Tuesday, August 30, 2011

JVM performance tuning part 3: JVM tuning

The Java virtual machine can be tuned in several ways. The three most important ones will be discussed in this blog entry:
  1. Java heap space
  2. Garbage collection tuning
  3. Garbage collection ergonomic 

Java heap space
As discussed in an earlier blog post, objects reside in the java heap space. The more objects exist, the more heap space will be needed. So thus the most important part of JVM tuning is sizing the heap correctly. Only after changing the heap to the correct size, you can start playing with garbage collection options in order to further improve performance to reach specific goals.

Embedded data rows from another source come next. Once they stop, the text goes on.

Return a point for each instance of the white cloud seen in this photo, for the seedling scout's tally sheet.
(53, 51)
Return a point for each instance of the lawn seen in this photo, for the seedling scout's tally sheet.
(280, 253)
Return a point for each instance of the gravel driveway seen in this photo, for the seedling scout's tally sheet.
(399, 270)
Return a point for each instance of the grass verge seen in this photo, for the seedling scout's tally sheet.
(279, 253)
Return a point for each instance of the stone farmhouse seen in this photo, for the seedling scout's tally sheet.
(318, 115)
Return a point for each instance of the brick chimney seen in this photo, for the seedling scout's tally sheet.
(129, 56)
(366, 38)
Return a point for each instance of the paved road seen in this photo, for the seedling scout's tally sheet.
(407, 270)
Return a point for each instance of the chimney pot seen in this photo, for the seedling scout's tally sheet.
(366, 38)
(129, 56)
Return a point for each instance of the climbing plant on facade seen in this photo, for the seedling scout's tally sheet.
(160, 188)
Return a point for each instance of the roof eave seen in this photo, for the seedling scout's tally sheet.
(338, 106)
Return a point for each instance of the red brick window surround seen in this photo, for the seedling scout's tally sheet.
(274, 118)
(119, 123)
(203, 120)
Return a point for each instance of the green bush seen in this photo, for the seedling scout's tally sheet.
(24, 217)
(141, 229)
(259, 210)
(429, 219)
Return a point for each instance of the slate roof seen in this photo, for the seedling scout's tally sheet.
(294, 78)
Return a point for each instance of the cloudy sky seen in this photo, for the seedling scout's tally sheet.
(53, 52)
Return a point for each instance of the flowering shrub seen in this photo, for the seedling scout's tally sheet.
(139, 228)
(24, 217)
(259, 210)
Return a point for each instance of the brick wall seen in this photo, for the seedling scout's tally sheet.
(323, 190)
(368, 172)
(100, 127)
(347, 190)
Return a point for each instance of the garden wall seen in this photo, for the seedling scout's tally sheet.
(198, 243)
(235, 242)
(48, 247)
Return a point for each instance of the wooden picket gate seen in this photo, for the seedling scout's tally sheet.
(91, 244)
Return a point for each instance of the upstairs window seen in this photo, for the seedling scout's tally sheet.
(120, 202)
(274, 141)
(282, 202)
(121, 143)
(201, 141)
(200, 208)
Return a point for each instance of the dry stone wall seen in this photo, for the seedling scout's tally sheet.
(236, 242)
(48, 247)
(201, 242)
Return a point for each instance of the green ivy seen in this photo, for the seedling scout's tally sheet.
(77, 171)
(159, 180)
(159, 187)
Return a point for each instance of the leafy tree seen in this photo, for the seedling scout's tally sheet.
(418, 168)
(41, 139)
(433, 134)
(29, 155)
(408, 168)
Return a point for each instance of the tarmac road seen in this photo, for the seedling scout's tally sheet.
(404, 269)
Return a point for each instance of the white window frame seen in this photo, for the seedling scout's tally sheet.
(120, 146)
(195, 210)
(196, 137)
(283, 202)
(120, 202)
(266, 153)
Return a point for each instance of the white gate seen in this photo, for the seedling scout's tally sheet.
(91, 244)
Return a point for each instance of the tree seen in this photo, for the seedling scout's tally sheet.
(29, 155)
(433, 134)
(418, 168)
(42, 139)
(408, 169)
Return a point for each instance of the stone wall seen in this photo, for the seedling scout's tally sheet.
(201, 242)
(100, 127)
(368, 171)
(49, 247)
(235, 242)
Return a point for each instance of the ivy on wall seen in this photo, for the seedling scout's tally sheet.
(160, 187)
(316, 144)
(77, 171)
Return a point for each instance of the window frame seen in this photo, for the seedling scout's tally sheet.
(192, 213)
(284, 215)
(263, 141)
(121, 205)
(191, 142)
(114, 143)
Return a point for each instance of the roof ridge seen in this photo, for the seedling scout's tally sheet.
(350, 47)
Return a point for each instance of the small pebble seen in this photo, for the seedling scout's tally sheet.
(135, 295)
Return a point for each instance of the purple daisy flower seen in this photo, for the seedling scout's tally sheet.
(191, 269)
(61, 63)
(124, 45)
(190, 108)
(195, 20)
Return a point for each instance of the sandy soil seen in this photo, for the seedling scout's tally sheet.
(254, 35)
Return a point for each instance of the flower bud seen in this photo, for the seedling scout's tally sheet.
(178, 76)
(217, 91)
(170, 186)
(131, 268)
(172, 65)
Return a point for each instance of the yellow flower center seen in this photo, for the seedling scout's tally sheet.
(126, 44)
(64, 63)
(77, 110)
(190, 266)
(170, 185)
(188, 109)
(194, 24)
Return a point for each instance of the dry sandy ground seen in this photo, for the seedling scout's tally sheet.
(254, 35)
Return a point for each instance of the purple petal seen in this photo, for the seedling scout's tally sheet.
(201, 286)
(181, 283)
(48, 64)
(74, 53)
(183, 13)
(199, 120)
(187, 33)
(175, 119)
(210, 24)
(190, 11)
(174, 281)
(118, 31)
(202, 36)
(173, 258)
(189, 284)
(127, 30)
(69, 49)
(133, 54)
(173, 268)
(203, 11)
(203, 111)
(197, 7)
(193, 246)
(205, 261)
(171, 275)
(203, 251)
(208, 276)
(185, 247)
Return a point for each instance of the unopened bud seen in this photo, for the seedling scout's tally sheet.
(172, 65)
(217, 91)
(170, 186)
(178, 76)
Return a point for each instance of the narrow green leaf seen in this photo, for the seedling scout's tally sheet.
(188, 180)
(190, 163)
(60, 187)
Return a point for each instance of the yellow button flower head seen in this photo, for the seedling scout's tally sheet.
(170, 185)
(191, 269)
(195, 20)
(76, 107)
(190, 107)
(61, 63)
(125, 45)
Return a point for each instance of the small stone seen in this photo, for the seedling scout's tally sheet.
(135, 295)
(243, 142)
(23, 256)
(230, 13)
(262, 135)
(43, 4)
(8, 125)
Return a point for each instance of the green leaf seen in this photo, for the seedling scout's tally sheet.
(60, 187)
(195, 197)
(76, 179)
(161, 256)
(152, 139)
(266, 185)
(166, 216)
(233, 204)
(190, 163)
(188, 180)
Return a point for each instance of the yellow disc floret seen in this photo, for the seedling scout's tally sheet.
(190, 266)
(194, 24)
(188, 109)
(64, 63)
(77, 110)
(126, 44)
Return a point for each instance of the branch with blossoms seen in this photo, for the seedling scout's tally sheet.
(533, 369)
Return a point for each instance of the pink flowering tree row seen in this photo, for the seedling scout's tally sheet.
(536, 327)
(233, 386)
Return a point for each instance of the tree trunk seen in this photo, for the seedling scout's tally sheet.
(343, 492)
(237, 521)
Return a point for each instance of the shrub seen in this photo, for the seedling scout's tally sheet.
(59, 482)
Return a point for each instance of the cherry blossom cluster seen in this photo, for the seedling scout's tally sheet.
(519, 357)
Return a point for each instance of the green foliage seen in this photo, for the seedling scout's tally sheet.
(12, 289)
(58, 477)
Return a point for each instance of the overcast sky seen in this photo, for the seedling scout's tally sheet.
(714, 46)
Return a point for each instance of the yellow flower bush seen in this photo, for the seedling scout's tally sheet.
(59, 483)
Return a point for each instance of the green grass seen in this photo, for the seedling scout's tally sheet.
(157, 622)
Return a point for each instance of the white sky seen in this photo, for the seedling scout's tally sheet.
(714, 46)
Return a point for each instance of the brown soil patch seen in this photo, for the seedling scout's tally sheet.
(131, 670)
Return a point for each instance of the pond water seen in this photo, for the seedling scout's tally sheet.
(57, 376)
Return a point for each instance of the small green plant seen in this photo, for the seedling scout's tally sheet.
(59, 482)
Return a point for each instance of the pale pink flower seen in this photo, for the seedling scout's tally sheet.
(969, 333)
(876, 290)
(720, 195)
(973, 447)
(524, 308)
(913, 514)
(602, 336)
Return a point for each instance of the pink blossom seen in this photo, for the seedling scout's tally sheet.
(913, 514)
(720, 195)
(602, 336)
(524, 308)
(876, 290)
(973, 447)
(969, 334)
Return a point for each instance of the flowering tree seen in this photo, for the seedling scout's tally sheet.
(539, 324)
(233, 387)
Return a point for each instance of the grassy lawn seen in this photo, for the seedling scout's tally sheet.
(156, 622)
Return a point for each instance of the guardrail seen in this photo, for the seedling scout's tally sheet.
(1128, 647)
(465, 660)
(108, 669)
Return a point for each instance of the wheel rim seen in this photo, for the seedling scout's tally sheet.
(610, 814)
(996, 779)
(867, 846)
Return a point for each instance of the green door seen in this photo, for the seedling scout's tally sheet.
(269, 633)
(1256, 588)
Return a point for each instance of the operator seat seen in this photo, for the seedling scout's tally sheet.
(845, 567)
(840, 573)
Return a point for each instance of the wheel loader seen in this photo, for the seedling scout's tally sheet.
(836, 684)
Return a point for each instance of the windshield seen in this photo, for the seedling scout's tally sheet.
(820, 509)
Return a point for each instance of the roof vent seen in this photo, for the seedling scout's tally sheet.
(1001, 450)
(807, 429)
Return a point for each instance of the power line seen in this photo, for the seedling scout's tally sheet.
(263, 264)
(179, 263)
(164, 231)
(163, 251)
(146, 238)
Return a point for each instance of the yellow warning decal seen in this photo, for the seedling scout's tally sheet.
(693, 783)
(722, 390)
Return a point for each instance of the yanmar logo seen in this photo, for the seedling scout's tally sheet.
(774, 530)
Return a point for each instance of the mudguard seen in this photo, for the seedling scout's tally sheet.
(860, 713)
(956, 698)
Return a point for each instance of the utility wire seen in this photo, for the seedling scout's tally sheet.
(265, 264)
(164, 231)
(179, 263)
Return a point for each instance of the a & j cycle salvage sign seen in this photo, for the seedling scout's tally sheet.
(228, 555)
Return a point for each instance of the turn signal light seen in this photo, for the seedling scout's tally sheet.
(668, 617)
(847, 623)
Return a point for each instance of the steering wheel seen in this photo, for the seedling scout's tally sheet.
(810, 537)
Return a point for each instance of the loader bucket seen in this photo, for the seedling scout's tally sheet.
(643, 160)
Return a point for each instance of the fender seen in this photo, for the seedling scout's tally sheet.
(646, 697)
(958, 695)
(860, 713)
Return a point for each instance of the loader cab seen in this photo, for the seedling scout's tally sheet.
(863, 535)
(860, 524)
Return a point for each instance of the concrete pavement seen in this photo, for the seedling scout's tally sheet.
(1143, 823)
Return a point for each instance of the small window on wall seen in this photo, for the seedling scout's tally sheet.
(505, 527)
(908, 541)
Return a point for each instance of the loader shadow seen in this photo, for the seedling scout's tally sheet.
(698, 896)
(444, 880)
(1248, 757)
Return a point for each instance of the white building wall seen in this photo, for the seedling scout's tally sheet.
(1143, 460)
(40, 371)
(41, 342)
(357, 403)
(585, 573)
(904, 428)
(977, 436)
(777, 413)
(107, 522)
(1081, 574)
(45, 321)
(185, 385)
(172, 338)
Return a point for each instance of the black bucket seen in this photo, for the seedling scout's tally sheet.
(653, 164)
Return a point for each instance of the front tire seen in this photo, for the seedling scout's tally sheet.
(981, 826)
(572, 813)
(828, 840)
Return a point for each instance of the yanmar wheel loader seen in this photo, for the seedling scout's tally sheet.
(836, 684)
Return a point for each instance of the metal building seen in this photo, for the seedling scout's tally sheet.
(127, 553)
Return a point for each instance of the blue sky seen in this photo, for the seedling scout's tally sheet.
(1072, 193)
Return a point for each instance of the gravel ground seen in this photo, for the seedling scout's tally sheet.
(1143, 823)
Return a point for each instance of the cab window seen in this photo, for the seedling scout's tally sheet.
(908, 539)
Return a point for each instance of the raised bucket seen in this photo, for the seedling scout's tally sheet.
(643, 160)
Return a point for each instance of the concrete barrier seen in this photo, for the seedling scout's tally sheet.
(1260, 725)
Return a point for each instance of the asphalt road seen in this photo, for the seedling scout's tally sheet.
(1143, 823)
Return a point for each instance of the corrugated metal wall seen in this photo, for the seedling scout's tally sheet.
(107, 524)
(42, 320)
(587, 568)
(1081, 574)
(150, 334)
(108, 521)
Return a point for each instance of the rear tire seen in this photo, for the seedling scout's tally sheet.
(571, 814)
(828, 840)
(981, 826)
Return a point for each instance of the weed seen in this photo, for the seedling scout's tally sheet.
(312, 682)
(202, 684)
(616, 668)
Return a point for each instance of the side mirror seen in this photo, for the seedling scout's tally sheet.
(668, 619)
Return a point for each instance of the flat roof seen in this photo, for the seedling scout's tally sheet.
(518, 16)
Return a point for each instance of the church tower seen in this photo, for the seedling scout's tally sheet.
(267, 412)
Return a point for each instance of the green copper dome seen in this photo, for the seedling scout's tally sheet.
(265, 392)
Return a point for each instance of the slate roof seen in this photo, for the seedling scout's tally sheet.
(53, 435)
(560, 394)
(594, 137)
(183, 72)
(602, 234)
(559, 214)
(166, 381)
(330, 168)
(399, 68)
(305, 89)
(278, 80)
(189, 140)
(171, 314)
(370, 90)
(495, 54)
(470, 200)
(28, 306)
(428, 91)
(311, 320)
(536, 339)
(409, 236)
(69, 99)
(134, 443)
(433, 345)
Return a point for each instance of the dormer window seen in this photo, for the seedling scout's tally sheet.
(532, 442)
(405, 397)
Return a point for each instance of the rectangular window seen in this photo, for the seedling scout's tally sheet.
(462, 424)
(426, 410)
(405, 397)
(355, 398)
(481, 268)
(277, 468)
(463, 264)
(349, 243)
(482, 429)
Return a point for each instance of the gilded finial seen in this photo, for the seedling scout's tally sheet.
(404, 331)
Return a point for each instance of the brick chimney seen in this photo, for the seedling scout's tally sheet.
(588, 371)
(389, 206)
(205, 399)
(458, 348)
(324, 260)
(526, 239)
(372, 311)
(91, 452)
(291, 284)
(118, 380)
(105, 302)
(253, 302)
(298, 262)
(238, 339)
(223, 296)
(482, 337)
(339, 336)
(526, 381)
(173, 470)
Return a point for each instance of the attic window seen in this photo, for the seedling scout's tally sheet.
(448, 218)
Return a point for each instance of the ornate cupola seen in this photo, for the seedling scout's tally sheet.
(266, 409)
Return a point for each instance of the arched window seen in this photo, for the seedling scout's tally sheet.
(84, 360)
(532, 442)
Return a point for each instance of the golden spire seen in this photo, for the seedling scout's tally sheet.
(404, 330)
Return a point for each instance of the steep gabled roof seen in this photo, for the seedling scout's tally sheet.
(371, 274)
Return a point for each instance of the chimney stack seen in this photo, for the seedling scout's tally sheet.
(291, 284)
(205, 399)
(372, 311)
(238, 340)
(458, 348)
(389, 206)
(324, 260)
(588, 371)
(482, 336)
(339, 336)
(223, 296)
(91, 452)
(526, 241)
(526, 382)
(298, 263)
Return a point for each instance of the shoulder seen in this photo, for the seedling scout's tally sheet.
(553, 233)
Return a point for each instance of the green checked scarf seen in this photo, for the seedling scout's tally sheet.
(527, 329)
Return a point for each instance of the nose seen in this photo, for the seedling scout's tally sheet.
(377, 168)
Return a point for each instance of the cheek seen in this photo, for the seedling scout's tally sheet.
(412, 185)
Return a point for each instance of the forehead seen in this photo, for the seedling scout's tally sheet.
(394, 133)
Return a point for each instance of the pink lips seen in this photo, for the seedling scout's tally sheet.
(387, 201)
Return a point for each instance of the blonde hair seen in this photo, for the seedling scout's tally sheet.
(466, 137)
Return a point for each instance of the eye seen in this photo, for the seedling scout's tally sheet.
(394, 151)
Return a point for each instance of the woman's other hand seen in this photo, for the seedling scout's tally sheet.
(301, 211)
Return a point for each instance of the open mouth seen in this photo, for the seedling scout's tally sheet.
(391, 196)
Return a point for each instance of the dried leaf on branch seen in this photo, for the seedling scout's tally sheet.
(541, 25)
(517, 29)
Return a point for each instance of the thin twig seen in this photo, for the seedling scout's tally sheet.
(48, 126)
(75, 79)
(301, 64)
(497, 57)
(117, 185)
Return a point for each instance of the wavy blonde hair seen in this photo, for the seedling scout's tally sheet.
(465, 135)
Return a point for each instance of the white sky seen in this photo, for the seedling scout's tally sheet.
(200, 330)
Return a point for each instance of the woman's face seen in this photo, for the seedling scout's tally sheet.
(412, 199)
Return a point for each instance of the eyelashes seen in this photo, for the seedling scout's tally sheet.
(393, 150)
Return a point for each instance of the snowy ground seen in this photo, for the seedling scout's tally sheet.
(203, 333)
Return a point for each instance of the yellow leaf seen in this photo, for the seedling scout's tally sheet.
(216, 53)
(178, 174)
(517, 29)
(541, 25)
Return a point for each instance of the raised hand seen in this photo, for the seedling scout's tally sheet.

For java server application Oracle recommends the following regarding java heap size:
Unless you have problems with pauses, try granting as much memory as possible to the virtual machine. The default size (64MB) is often too small.
Setting -Xms and -Xmx to the same value increases predictability by removing the most important sizing decision from the virtual machine. On the other hand, the virtual machine can't compensate if you make a poor choice.
Be sure to increase the memory as you increase the number of processors, since allocation can be parallelized.
This means that, as soon as you start getting the error java.lang.OutOfMemoryError: Heap space it’s time to increase the heap. The easiest way to size correctly is by monitoring garbage collection, but this will be discussed in the next blog entry.
Sizing the heap can be done using the parameters –Xms and –Xmx, defining the minimum and maximum heap space respectively. –Xms is also called committed memory. –Xmx is also called reserved memory, although only the committed memory will be asked to the operating system at startup of the virtual machine. The difference between maximum and minimum memory is called virtual memory.
For server applications it’s best to set –Xms equal to –Xms. This allows the JVM to reserve all the necessary virtual memory at startup of the virtual machine. The best way to explain this is using an example:
suppose we have a server application that needs 800Mb of java heap after startup. If we would put –Xms256MB and –Xmx1024MB the JVM will ask the operating system 256MB of virtual memory for the heap just after creation of the virtual machine. As the server starts and needs more and more memory, the virtual machine will ask the operating system for more memory. Then you can only hope the operating system is able to give more memory. If not, the JVM starts throwing a java.lang.OutOfMemoryError. If we would put –Xms1024MB and –Xmx1024MB the JVM will ask the operating system enough virtual memory to create the maximum heap size. If that’s not possible the JVM simply won’t start, but you won’t get possible memory errors (related to resizing the heap) while the JVM is running.
By setting –Xms = -Xmx the JVM will start faster (no overhead added to allocate new memory blocks during startup, since the whole block will be reserved at startup).
Another advantage of setting –Xms equal to –Xmx is a reduction in the number of garbage collections, but adding larger pause times for each garbage collection.
Another rule is that the larger the heap size, the larger the pause times will be.

Garbage collection tuning
Since JDK 1.5 update 6, four different types of garbage collectors are available:
  • The serial collector (the default one)
  • The parallel or throughput collector
  • The parallel compacting collector
  • The Concurrent Mark Sweep collector
The serial collector
The serial is the default collector where both minor and major collections happen in a “stop the world” way. As the name implies garbage collections run serial and are only using one CPU core, even if more of them are available.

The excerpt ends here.